Despite the ups and downs, the Queen is looking forward to the "Commonwealth Games" next summer.
“The baton is currently traveling the length and breadth of the Commonwealth, heading towards Birmingham, a beacon of hope on its journey," she shared. “It will be a chance to celebrate the achievements of athletes and the coming-together of like-minded nations. And February, just six weeks from now, will see the start of my Platinum Jubilee year, which I hope will be an opportunity for people everywhere to enjoy a sense of togetherness, a chance to give thanks for the enormous changes of the last 70 years – social, scientific and cultural – and also to look ahead with confidence."
Ultimately, the matriarch is trying to think positively. “Adults, when weighed down with worries, sometimes fail to see the joy in simple things, where children do not," she said. “And for me and my family, even with one familiar laugh missing this year, there will be joy in Christmas, as we have the chance to reminisce, and see anew the wonder of the festive season through the eyes of our young children, of whom we were delighted to welcome four more this year. They teach us all a lesson – just as the Christmas story does – that in the birth of a child, there is a new dawn with endless potential.
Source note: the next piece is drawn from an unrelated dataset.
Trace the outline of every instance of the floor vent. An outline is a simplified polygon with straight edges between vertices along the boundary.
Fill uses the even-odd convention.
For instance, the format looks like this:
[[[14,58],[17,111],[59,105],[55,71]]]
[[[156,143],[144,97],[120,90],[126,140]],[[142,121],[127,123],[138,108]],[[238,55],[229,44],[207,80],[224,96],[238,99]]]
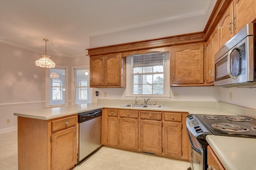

It is this simplicity of the Christmas story that makes it so universally appealing, simple happenings that formed the starting point of the life of Jesus — a man whose teachings have been handed down from generation to generation, and have been the bedrock of my faith."
“His birth marked a new beginning," she concluded. “As the carol says: ‘The hopes and fears of all the years are met in thee tonight.’ I wish you all a very happy Christmas.”
Queen Elizabeth failed to mention Prince Andrew, Meghan Markle and Prince Harry in her nine-minute speech.